In describing the 2001 United Nations Panel of Experts Report on Gun Running and Diamond Smuggling in Sierra Leone, Mr. Taylor said that he raised alarms when he found out who was appointed as the reporting experts. When Ian Smillie–who in a prior report had accused Mr. Taylor of involvement in diamond-for-arms trade in Sierra Leone– was named an expert, Mr. Taylor wrote a letter to the UN Secretary General questioning Mr. Smillie’s appointment. These concerns, Mr. Taylor said, were ignored by the UN and Mr. Smillie remained on the panel.
Mr. Smillie has already testified as an Expert Witness for the Special Court for Sierra Leone’s prosecution against Mr. Taylor.
“I had concerns about people who had made allegations against Liberia being on the panel. You have already prejudiced the report by doing that,” Mr. Taylor said.
Mr. Taylor accused Great Britain and the United States of manipulating the findings of the by putting pressure on Mr. Smillie, who was their own nominee on the panel.
“Britain and America are bringing the pressure. We know that the pressure is coming on Smillie because of the interest,” Mr. Taylor said. “I am confronted with these people who have already made those allegations even before the panel report is out.”
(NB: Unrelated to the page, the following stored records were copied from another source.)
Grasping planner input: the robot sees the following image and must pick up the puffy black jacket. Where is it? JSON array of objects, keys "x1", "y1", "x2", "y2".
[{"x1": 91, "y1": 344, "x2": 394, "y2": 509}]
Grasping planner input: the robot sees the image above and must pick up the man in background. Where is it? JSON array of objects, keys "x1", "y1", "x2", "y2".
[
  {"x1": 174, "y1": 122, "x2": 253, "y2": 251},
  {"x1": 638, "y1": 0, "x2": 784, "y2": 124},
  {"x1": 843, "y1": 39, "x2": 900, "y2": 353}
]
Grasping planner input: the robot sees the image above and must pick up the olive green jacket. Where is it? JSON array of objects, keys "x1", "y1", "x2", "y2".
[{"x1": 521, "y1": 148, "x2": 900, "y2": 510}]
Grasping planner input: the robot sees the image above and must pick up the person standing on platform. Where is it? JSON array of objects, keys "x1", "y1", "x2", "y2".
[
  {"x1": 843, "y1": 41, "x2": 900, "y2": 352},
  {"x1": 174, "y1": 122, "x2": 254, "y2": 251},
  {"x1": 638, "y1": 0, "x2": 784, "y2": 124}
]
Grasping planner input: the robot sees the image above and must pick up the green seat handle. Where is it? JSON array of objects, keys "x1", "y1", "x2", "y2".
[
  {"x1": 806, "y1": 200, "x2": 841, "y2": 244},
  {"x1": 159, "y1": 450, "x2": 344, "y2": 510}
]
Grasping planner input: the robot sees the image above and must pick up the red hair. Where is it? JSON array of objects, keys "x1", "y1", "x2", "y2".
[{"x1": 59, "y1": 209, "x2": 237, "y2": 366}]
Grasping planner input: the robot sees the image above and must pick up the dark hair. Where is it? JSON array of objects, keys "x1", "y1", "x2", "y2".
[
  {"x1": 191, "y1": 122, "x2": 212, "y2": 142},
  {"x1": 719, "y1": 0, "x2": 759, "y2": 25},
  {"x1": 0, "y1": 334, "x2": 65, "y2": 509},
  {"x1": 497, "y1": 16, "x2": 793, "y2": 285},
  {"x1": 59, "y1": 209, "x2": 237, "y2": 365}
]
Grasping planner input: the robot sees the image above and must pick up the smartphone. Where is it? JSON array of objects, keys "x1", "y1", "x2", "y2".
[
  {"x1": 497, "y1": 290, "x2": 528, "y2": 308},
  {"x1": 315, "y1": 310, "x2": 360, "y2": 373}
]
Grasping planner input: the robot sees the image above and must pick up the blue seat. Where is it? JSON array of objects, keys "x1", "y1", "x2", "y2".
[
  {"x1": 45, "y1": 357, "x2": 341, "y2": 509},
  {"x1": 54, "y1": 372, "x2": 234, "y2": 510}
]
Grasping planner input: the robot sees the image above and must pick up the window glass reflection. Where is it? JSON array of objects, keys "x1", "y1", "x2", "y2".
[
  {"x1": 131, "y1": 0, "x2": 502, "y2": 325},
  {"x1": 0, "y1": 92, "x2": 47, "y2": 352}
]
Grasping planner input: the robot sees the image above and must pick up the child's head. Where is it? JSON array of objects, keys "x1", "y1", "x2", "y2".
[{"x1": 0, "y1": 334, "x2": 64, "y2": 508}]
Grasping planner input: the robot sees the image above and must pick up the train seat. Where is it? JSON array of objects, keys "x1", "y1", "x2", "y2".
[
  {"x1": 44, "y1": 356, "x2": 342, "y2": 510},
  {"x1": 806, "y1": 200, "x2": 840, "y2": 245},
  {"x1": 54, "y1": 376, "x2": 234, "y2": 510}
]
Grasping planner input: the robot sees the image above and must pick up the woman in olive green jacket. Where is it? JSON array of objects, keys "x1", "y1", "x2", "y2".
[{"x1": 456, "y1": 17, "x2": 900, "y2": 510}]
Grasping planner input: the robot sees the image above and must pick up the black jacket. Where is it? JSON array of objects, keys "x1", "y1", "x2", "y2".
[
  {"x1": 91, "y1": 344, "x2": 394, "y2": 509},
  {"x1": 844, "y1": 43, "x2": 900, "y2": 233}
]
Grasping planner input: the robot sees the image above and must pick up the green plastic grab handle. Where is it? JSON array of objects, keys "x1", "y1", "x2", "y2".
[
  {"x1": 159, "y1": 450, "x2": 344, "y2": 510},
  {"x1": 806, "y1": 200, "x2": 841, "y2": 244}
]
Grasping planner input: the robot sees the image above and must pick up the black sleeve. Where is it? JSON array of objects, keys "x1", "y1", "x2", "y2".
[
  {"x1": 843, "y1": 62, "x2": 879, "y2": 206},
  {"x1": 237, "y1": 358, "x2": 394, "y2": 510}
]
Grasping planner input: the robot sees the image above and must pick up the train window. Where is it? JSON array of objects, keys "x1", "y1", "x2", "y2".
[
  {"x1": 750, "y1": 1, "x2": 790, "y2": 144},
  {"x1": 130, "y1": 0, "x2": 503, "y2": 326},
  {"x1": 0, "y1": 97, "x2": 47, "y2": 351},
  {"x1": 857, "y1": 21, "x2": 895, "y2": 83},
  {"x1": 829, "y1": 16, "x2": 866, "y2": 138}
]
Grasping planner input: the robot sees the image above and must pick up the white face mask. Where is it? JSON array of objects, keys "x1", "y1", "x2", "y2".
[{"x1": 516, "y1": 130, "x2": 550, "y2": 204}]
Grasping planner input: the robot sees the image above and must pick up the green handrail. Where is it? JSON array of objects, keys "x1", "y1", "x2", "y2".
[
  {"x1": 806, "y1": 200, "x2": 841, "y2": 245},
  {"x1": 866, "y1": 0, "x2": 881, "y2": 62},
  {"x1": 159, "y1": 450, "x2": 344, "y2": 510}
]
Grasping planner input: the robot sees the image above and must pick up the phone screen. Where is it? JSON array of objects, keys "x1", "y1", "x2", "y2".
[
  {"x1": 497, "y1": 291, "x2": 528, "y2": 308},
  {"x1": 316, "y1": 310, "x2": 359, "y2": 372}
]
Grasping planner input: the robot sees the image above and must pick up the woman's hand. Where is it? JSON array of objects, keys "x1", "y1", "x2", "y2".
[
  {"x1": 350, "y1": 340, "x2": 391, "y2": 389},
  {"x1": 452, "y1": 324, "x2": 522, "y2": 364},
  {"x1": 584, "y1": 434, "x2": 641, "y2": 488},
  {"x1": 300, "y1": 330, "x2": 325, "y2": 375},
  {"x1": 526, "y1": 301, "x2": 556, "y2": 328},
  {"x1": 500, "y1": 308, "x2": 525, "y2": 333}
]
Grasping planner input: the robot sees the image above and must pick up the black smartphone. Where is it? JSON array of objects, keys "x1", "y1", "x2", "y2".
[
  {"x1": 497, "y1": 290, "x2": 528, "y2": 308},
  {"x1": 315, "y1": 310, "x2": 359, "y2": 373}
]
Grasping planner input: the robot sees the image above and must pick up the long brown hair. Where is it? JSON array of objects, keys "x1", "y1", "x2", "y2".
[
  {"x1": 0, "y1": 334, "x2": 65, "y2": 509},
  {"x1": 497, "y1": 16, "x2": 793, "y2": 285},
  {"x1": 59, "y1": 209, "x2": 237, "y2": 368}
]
It was no surprise therefore, Mr. Taylor said, that when the Panel of Expert Report came out, he was accused of active involvement in the provision of financial and military support to the rebels in return for diamonds. Mr. Taylor said that while these allegations were made against him, Britain and the United States failed to provide any “tangible evidence” of his involvement in Sierra Leone.
The prosecution has alleged that Mr. Taylor was involved in trading diamonds for arms with Revolutionary United Front (RUF) rebels in Sierra Leone. Several prosecution witnesses have testified that RUF rebel commanders took diamonds to Mr. Taylor and in return, he supplied arms and ammunition for use by the RUF rebels. He presently stands accused of bearing responsibility for crimes committed by RUF rebels in Sierra Leone. Mr. Taylor has denied all the allegations against him.
Mr. Taylor’s defense counsel, Courtenay Griffiths, also today read portions of the book “Intervention in Africa” written by former United States Assistant Secretary of State for African Affairs, Herman Cohen. In this book, a whole chapter is dedicated to the conflict in Liberia from the late 1980s to the 1990s. Mr. Cohen states in the book that the United States government, through its Central Intelligence Agency (CIA), provided support to Mr. Taylor’s National Patriotic Front of Liberia (NPFL) rebel group. In his response, Mr. Taylor confirmed that his NPFL indeed received assistance from the United States.
“We were given some very high power technical radios by the embassy [United States], by the CIA at the time, that we used for rapid communications, that we could call almost any where in the world and get to anybody that we wanted to get to on the ground,” Mr. Taylor said.
He explained that the assistance from the United States government was given to the NPFL as a deal to protect United States facilities in Liberia.
Mr. Taylor also accused the United States of providing similar support to other rebel groups in Liberia.
Mr. Taylor’s testimony continues tomorrow.